Die Papiere und Empfehlungen des Wissenschaftsrates sorgen regelmäßig für intensive Debatten und sind stets wichtige Orientierungspunkte für die Hochschulpolitik. Wie sind die aktuellen Empfehlungen einzuordnen? Was ist hervorzuheben, was zu kritisieren?

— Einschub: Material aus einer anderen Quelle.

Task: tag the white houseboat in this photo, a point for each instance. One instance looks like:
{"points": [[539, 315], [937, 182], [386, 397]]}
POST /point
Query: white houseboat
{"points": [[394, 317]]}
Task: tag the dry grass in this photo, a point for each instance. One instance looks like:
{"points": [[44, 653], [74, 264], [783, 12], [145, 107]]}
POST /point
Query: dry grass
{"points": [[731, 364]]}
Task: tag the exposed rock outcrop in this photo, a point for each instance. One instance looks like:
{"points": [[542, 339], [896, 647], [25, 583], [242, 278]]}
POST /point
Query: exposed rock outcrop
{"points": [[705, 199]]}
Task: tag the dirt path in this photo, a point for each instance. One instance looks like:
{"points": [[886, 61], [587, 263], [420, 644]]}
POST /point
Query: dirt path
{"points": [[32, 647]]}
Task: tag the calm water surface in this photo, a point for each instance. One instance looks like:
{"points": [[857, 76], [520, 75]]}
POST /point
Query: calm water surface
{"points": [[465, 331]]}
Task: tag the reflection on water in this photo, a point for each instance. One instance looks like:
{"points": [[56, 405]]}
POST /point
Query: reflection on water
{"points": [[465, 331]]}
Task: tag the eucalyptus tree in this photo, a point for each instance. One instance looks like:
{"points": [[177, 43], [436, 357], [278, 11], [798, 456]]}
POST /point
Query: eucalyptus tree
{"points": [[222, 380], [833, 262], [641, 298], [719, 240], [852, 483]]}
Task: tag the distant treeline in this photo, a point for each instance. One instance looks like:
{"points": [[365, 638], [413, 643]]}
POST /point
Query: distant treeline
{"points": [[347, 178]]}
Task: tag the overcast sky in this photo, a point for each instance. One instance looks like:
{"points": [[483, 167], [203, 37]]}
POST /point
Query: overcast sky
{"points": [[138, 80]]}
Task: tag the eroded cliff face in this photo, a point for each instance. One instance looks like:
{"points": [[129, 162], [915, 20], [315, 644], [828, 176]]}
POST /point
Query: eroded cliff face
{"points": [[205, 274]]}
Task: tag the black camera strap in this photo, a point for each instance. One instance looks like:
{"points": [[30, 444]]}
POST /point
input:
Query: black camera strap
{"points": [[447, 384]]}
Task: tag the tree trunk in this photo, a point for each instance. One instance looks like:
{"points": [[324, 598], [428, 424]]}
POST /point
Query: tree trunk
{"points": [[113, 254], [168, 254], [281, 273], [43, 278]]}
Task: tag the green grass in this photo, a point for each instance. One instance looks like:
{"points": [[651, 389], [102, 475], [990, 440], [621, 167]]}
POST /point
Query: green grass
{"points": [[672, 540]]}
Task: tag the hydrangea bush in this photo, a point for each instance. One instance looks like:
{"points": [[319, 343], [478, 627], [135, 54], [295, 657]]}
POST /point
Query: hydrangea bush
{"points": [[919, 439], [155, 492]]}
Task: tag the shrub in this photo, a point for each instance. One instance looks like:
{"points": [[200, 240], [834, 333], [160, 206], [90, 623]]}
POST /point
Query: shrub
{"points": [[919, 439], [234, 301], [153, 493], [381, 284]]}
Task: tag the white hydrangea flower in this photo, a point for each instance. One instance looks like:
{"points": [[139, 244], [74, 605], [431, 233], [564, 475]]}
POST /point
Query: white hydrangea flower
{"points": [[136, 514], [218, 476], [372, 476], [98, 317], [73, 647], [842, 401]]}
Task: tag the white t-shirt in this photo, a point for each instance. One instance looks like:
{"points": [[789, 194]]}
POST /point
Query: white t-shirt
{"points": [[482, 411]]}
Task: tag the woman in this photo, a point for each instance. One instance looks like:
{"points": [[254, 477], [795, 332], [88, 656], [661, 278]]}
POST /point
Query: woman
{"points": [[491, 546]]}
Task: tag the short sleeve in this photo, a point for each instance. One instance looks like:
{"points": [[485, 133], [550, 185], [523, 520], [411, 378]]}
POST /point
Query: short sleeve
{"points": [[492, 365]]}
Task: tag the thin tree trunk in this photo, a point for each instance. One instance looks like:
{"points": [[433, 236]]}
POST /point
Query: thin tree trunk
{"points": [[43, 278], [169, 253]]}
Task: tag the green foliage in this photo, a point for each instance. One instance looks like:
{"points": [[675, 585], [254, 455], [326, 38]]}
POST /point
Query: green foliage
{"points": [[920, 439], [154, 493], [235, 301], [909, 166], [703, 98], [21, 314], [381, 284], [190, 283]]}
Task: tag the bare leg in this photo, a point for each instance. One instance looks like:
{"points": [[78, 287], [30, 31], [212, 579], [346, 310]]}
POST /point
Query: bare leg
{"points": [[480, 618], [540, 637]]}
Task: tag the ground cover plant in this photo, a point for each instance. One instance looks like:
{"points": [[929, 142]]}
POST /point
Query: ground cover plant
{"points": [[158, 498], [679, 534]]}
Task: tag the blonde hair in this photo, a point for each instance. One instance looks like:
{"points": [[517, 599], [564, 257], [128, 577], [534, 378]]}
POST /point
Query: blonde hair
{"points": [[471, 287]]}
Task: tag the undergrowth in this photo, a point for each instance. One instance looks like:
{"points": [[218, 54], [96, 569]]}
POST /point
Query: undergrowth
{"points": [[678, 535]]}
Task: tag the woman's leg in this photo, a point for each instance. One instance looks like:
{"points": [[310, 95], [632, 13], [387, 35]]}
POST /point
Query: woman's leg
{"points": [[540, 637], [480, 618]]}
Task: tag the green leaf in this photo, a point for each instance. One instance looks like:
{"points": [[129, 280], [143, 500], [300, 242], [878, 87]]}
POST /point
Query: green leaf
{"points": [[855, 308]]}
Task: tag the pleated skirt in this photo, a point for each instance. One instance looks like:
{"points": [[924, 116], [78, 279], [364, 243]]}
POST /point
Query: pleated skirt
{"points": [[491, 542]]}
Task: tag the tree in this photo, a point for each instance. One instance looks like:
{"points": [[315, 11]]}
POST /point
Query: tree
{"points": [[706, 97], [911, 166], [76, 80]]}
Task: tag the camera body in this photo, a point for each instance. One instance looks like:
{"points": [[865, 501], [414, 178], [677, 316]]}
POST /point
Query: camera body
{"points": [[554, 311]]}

Perspektiven? - Die Empfehlungen des Wissenschaftsrates© alphaspirit - Fotolia.comDer Wissenschaftsrat zeigt in seinem Papier Perspektiven für das Wissenschaftssystem auf
Der Wissenschaftsrat hat Empfehlungen zur Zukunft des Wissenschaftssystems veröffentlicht. Das gehört wohl zu den Aufgaben eines Gremiums, das zu dem Establishment der Dauerreformer gehört. Viel interessanter ist aber, was er über die Vergangenheit des Systems, z. B. die vergangenen zehn Jahre, denkt. Denn es steht zu vermuten, dass die Perspektiven je nach dem Urteil über diese Zeit, für welche er wiederum im Jahr 2000 nachlesenswerte Perspektiven formuliert hatte, verschieden ausfallen werden. So könnte man diese Jahre als Fehlentwicklung bewerten und zu einer Art revolutionärem "bildungspolitischen Frühling" aufrufen.

Oder aber man klopft sich selbst anerkennend auf die Schulter und findet einfach großartig, was man selbst und die Reformkollegen geleistet haben. In diesem Fall wird man vermutlich traditionale Perspektiven entwickeln, das hieße mit Luhmann, in der Zukunft keine andere Möglichkeiten als in der Vergangenheit sehen. Wohlgemerkt, in diesem Fall der Vergangenheit des letzten Jahrzehnts. Das aber stünde im Widerspruch dazu, dass Planungseliten ja ihre Existenzberechtigung in dem Aufweis der Reformbedürftigkeit des Gegenwärtigen haben.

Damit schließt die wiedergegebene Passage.